14. These terms also pre-suppose the existence of circumstances which the accused is being called upon to explain. Those circumstances cannot
appear unless they have been proved either by oral or documentary evidence by the prosecution. The question of their proof does not come into
play unless there is first in existence an allegation about them against the accused.
15. To conclude, even though a formal charge u/s 75 of the IPC was not necessary in this case, as the Magistrate has awarded a punishment of
rigorous imprisonment for two years which was not beyond the maximum awardable for offence punishable u/s 379 of the Indian Penal Code of
which, the accused-petitioner had been found guilty; none the less as the two previous convictions of the accused-petitioner had influenced the
learned Magistrate to award the accused-petitioner punishment of rigorous imprisonment for two years, he could not have done so without first
amending the charge which he was competent to do u/s 216 of the Cr. P. C. regarding his (the accused-petitioner''s) previous convictions.

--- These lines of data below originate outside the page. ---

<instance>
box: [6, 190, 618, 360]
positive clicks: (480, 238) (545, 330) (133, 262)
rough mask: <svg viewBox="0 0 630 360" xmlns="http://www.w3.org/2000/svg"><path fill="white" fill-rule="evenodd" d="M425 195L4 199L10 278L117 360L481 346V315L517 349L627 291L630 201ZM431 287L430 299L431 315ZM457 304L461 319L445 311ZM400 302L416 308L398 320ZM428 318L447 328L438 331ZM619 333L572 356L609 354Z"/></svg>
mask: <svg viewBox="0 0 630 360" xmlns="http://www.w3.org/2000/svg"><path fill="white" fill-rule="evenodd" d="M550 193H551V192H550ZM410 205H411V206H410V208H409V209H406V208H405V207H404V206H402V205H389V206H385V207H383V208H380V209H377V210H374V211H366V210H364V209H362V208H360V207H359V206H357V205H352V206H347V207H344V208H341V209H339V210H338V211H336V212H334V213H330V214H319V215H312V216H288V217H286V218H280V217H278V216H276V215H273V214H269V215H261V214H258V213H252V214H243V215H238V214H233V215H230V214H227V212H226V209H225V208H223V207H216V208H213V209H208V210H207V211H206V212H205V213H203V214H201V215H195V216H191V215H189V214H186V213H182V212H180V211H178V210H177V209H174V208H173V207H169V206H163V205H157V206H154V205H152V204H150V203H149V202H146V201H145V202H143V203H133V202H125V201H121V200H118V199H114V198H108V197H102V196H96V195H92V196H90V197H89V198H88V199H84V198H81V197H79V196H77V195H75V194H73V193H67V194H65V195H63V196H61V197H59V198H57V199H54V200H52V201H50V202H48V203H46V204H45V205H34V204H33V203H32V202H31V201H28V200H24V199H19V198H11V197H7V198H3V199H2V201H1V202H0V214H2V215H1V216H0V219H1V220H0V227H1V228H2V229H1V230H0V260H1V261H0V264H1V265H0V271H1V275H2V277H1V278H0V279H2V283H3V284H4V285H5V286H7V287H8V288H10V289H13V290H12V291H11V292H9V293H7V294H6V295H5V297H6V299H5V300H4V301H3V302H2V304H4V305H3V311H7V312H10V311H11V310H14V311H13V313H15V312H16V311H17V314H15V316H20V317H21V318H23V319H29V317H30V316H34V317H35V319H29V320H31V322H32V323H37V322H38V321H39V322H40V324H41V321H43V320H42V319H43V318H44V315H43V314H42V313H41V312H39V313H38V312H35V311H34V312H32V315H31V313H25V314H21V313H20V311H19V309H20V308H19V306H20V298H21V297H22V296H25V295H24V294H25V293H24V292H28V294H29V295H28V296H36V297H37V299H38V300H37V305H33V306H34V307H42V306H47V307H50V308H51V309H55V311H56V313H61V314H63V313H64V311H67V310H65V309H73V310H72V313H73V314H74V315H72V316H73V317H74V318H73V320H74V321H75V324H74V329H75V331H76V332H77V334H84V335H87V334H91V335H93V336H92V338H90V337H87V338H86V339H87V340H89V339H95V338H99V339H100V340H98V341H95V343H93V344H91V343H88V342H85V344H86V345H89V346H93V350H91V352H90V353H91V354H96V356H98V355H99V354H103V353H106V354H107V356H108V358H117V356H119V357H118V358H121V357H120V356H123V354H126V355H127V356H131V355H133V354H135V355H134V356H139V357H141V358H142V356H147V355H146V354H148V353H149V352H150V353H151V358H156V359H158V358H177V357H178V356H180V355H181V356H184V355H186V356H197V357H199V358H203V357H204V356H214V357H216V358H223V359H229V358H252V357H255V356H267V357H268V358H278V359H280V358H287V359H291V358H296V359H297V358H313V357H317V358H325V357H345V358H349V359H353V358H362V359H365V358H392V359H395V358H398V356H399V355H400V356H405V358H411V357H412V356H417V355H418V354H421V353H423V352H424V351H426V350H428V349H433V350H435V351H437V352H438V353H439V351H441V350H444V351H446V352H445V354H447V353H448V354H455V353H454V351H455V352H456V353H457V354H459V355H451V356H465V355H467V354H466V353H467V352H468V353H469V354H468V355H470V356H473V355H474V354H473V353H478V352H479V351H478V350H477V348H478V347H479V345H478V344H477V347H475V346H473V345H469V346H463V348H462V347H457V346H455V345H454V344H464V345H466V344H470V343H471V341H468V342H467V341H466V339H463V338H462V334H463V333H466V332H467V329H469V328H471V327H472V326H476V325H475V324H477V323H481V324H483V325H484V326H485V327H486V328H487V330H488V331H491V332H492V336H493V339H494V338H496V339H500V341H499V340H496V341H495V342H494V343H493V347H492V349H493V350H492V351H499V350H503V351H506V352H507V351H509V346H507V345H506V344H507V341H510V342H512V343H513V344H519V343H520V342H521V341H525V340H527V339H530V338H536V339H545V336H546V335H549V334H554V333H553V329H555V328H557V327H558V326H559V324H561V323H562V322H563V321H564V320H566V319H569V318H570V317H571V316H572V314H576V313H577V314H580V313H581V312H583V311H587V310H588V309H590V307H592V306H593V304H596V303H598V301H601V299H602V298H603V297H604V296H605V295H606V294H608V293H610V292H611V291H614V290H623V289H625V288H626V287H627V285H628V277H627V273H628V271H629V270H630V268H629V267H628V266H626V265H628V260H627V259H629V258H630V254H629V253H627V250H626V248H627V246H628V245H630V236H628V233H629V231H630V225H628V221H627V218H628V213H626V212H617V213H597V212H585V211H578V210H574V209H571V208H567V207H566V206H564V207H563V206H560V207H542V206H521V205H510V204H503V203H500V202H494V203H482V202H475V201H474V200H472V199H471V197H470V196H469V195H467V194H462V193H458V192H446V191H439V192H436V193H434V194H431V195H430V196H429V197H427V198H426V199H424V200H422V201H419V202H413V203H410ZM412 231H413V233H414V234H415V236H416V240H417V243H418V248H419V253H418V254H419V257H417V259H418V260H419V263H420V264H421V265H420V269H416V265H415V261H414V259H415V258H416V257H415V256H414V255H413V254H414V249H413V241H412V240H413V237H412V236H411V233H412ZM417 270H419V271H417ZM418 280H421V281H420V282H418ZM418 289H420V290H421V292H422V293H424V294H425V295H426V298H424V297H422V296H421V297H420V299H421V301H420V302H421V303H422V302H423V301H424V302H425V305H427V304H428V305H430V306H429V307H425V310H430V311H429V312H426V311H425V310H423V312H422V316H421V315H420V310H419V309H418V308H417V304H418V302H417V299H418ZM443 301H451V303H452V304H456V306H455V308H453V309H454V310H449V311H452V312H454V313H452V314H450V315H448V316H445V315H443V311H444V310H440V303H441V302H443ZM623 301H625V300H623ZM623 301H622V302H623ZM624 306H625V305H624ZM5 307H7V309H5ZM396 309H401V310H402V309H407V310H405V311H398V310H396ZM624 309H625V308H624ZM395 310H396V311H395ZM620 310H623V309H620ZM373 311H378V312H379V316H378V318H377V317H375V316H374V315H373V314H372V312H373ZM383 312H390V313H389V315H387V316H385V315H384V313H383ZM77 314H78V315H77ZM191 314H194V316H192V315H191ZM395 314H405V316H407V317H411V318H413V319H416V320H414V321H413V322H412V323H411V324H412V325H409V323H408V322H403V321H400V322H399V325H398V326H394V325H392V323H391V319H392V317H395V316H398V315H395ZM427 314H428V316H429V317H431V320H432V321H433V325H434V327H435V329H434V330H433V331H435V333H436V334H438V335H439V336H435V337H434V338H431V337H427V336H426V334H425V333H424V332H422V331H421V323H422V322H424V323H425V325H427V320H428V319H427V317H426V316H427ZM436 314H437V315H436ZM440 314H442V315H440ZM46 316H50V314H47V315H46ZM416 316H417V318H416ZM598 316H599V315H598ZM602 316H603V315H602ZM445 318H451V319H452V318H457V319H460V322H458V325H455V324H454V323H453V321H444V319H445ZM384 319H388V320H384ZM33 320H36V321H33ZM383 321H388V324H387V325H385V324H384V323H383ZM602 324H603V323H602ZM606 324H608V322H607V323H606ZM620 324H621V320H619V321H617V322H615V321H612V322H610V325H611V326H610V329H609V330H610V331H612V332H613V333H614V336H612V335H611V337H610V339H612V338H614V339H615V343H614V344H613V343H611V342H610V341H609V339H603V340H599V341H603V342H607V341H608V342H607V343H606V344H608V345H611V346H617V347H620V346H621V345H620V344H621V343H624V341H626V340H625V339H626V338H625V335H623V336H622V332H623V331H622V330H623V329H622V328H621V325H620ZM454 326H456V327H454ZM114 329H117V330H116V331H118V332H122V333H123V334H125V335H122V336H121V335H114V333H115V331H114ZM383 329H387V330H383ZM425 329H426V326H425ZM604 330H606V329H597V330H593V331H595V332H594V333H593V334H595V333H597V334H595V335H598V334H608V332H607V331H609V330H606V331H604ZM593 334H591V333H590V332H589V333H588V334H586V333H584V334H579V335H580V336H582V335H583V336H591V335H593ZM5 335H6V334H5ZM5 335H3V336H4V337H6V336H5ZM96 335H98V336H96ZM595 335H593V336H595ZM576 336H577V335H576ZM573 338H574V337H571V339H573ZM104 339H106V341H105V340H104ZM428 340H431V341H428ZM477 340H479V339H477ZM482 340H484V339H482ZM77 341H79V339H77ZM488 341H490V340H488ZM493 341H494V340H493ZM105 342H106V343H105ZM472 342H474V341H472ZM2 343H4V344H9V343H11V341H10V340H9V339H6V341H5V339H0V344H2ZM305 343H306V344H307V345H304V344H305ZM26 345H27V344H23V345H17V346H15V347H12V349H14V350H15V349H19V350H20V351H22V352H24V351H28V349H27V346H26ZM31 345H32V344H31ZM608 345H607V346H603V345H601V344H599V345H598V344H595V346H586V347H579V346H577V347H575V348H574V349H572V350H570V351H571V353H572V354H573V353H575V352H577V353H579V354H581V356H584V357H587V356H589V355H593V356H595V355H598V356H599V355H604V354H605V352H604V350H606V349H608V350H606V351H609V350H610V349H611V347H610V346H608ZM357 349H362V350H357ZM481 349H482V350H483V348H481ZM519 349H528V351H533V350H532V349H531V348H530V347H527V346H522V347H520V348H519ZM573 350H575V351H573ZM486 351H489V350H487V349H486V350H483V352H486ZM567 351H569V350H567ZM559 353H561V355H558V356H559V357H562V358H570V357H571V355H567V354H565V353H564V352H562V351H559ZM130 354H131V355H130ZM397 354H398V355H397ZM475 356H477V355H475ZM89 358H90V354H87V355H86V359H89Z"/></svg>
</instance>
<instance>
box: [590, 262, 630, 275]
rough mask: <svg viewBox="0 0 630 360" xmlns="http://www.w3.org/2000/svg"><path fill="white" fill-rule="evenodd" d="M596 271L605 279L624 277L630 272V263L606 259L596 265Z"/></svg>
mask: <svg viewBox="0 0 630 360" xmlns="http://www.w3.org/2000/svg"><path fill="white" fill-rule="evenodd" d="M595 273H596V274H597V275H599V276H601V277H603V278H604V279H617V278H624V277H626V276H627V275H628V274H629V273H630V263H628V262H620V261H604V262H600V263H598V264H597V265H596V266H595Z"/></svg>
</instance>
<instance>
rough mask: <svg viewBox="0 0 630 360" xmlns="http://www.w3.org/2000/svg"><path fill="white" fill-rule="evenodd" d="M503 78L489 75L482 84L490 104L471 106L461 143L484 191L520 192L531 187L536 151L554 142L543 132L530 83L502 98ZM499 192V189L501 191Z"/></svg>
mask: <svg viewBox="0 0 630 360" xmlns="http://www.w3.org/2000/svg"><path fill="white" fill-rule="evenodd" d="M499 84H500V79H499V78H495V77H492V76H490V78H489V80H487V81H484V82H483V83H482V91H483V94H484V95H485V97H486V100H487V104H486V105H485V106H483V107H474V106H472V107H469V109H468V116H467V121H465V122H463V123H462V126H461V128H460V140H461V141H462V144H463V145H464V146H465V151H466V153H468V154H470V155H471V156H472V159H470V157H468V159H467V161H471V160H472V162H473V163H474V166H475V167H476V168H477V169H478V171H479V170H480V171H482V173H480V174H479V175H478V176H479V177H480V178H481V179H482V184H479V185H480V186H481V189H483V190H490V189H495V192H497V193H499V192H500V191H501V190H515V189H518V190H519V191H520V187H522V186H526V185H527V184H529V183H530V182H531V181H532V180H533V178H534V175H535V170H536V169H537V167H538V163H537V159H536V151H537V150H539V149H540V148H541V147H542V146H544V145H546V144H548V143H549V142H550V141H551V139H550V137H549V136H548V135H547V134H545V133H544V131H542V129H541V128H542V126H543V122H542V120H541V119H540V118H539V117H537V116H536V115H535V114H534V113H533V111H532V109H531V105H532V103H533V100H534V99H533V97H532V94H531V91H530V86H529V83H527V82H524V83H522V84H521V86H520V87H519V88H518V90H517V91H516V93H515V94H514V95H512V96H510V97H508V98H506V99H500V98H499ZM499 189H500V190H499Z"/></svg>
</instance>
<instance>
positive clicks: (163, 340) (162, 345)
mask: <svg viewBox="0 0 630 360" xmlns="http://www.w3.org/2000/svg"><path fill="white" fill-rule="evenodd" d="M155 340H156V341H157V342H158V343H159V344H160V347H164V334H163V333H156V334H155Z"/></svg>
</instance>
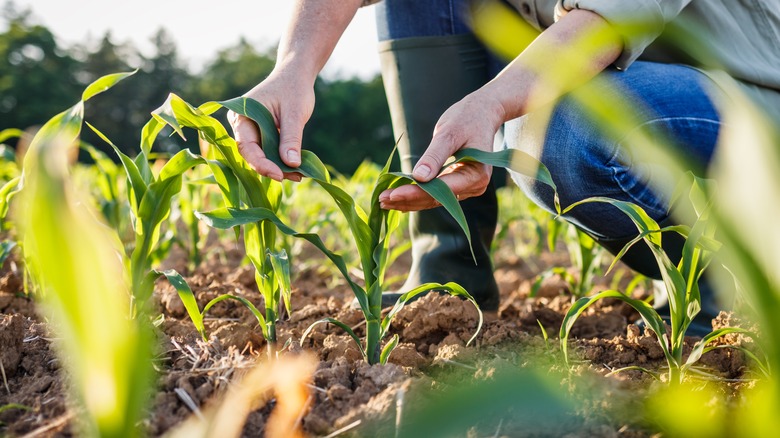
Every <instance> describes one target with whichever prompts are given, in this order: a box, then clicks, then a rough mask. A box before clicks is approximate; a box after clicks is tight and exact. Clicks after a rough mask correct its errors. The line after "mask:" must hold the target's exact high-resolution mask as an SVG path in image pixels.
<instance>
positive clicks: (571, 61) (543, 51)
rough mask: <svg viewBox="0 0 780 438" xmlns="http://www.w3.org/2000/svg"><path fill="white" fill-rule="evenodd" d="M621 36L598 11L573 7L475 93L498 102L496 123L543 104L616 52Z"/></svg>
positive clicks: (605, 67)
mask: <svg viewBox="0 0 780 438" xmlns="http://www.w3.org/2000/svg"><path fill="white" fill-rule="evenodd" d="M622 48H623V44H622V40H621V38H620V37H619V36H618V34H617V33H616V32H614V31H613V30H612V29H611V28H610V25H609V24H608V23H607V22H606V21H605V20H604V19H603V18H601V17H600V16H599V15H597V14H595V13H593V12H590V11H585V10H575V11H572V12H570V13H568V14H567V15H565V16H564V17H562V18H561V19H560V20H559V21H558V22H557V23H556V24H554V25H552V26H550V27H549V28H548V29H547V30H545V31H544V32H542V34H540V35H539V37H538V38H537V39H536V40H534V42H533V43H532V44H530V45H529V46H528V47H527V48H526V49H525V50H524V51H523V52H522V53H521V54H520V55H519V56H518V57H517V58H515V60H514V61H512V62H511V63H510V64H509V65H508V66H507V67H506V68H505V69H504V70H503V71H502V72H501V73H500V74H499V75H498V76H497V77H496V78H495V79H493V80H492V81H491V82H489V83H488V84H487V85H485V86H484V87H483V88H482V89H480V92H483V93H485V94H486V95H487V96H490V98H492V99H495V100H498V101H499V102H500V108H501V109H502V110H503V114H502V115H501V118H502V119H503V120H501V122H505V121H507V120H511V119H514V118H516V117H520V116H522V115H524V114H527V113H529V112H531V111H533V110H534V109H536V108H538V107H540V106H542V105H546V104H548V103H550V102H552V101H554V100H556V99H558V98H559V97H561V96H563V95H564V94H566V93H567V92H569V91H571V90H573V89H575V88H576V87H578V86H580V85H582V84H584V83H585V82H587V81H589V80H590V79H592V78H593V77H595V76H596V75H597V74H598V73H600V72H601V71H602V70H604V69H605V68H607V67H608V66H609V65H611V64H612V63H613V62H614V61H615V60H616V59H617V58H618V56H620V53H621V51H622Z"/></svg>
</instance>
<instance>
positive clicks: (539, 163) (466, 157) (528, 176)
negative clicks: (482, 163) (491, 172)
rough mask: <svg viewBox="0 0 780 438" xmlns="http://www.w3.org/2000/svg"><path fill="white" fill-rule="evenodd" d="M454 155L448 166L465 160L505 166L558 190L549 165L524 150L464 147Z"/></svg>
mask: <svg viewBox="0 0 780 438" xmlns="http://www.w3.org/2000/svg"><path fill="white" fill-rule="evenodd" d="M453 157H454V158H455V161H453V162H452V163H448V166H451V165H453V164H455V163H462V162H464V161H476V162H479V163H483V164H487V165H490V166H496V167H503V168H505V169H509V170H512V171H514V172H517V173H519V174H521V175H523V176H527V177H529V178H533V179H535V180H537V181H540V182H542V183H544V184H547V185H548V186H550V187H551V188H552V189H553V190H556V191H557V187H556V186H555V182H553V179H552V175H551V174H550V171H549V170H548V169H547V166H545V165H544V164H542V162H541V161H539V160H537V159H536V158H534V157H532V156H531V155H529V154H527V153H525V152H523V151H519V150H516V149H504V150H502V151H498V152H487V151H483V150H480V149H474V148H464V149H461V150H459V151H457V152H455V154H454V155H453Z"/></svg>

16. Ordinarily I would have remanded the case to the learned Magistrate sentencing the accused-petitioner but the accused-petitioner has already
undergone imprisonment for about seven months and twenty one days (between 21-7-81 and 27-7-81 and 12-1-81 till to date) which I feel is
sufficient punishment for the theft of the articles worth about Rs. 239.
17. The revision petition, in consequence, is partly allowed. His conviction for offence punishable u/s 379 of the Indian Penal Code inasmuch as he
stole a bag containing clothes worth about Rs. 239 is maintained, but he is not liable to any enhanced punishment and hit sentence is reduced to the
term of imprisonment already undergone by him.